Eleanor leaned her head against the chair and stared at the ceiling. “So what if he does? Will that affect me?”

“You’ll accuse him, people won’t believe you. That’s all,” Campbell said.

She looked at Campbell and found she trusted him. He had nothing to gain or lose in any of this. He was simply giving her his opinion as he saw it.

“Why do you care?” she asked.

Those lips curled again. “I don’t care, my lady. If you want me to take you to London, I will. There will be a price, though.”

Thomas shifted forward and Brice’s gaze sharpened.

Campbell looked at Brice, then Thomas. “Nothing comes for free, and I don’t offer my services for nothing.”

“This is preposterous.” Thomas shoved himself off his chair and paced away.

“What do ye want?” Brice asked.

Campbell appeared to think, but his shrewd eyes told Eleanor that he already knew what he wanted.

“My parents will pay you,” Eleanor said.

“Nay,” Brice said. “I asked for his services, I will pay.”

Eleanor pressed her lips together. She understood that she had pricked his pride, but hers was already precarious. She’d taken so much from him that she didn’t want to take any more.

Thomas paced back to her chair. “Eleanor, we are returning to London.”

She looked at Thomas, then at Brice, whose gaze was steady on her, and at Campbell, who was taking in the scene with an air of amusement that didn’t touch his eyes.

“What is your price?” she asked Campbell, uncomfortable with his silence.

“A favor.”

All three stared at him, more than interested. What favor could Campbell want from Brice?

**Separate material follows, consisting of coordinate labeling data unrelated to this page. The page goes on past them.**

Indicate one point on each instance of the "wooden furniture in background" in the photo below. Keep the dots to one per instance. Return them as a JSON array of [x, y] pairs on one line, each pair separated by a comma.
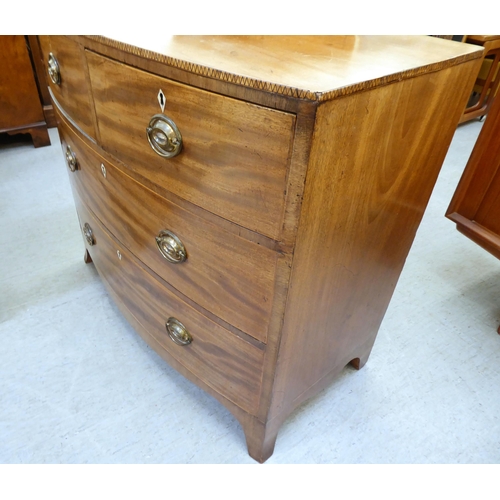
[[488, 80], [249, 202], [475, 206], [20, 105], [41, 77]]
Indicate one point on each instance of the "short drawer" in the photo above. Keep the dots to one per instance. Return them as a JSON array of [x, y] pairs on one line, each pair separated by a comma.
[[68, 80], [224, 361], [231, 277], [234, 155]]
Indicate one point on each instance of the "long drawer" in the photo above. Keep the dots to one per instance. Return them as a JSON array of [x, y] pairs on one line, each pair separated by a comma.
[[71, 87], [229, 276], [224, 361], [234, 157]]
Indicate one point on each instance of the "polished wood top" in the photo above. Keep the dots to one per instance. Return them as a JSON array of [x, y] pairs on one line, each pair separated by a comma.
[[308, 67], [482, 38]]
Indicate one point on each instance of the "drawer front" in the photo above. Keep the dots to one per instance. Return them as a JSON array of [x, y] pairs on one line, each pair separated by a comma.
[[234, 155], [225, 362], [73, 91], [231, 277]]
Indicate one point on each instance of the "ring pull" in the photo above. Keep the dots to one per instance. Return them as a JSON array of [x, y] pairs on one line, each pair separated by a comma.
[[178, 332], [171, 247], [164, 136]]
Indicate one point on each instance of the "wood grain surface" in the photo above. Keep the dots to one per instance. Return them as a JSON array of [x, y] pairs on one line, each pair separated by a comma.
[[73, 94], [19, 101], [374, 162], [229, 276], [306, 67], [311, 199], [225, 362], [235, 155], [475, 206]]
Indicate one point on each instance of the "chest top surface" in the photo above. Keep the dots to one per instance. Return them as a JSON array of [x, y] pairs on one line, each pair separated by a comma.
[[310, 67]]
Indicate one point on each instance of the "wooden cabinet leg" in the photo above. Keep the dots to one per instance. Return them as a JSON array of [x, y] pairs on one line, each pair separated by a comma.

Brice raised a brow. “What favor?”

“A favor to be given to me at a later time.” Campbell was completely still, like a coiled snake ready to strike. He watched Brice shrewdly.

Brice seemed to contemplate Campbell’s odd request, his eyes narrowed.

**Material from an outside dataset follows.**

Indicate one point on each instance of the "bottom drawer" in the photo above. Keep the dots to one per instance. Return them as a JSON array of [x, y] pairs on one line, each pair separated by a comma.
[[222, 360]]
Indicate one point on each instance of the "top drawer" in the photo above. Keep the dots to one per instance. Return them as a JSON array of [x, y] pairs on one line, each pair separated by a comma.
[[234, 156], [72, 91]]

“No,” Eleanor said. “I’ll not have you make a promise and not know what you’re promising.”

Brice held up his hand to quiet her. The two stared at each other as if in some sort of contest to see who would blink first. It was rather ridiculous, to Eleanor’s mind. She didn’t want Brice to agree to something that could cause him problems in the future. They had no idea what Campbell would ask for.

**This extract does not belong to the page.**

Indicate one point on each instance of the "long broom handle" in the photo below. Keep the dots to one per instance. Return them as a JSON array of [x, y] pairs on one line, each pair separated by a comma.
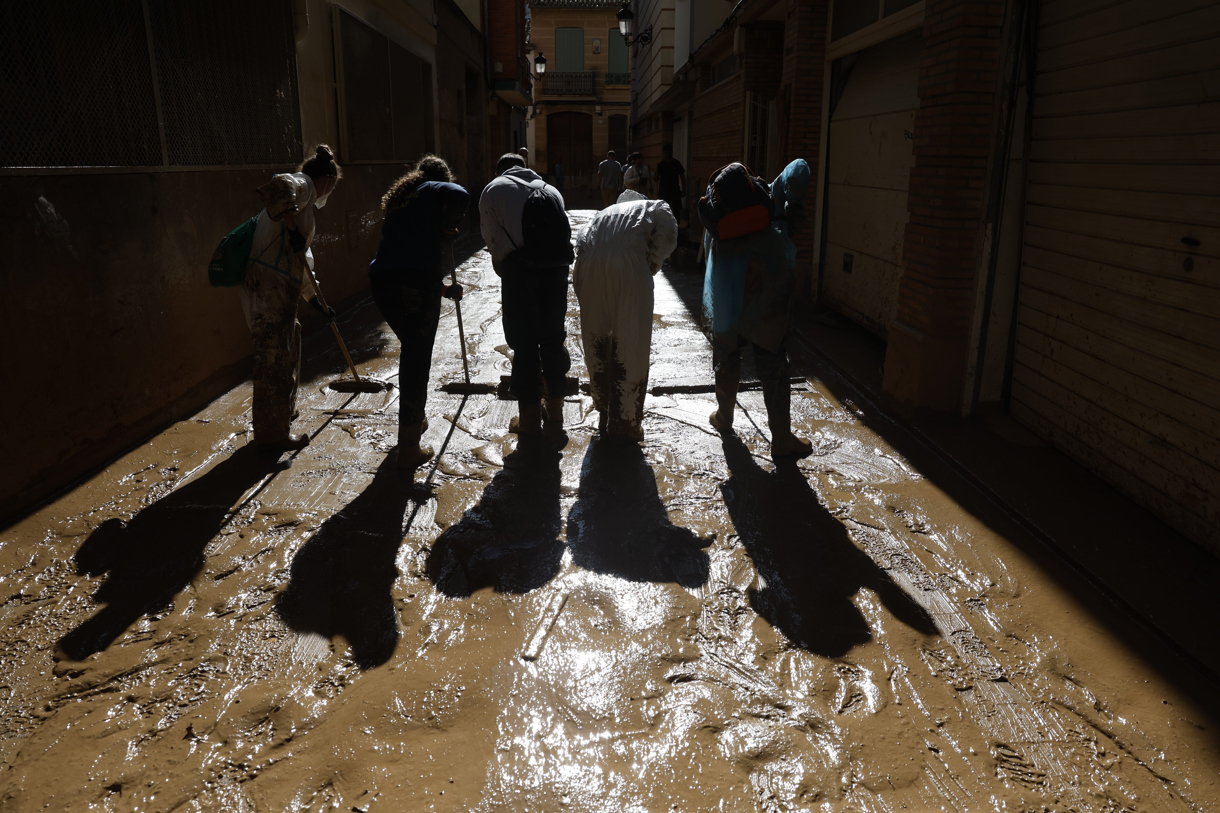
[[334, 328], [461, 332]]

“Aye,” Brice finally said. “That’s fine.”

Eleanor drew in a breath. Campbell smiled as much of a smile as he’d shown, and Thomas seemed to sag in relief.

“That’s settled, then,” Thomas said. “We’ll leave for Campbell’s lands as soon as possible and then to London.”

“I want to defeat Blackwood,” Eleanor said, apparently stunning them, for all three men looked at her in surprise. “I want him ruined, and I want Charles’s name cleared. I want his parents to know that their son died honorably, and I want their shame erased.”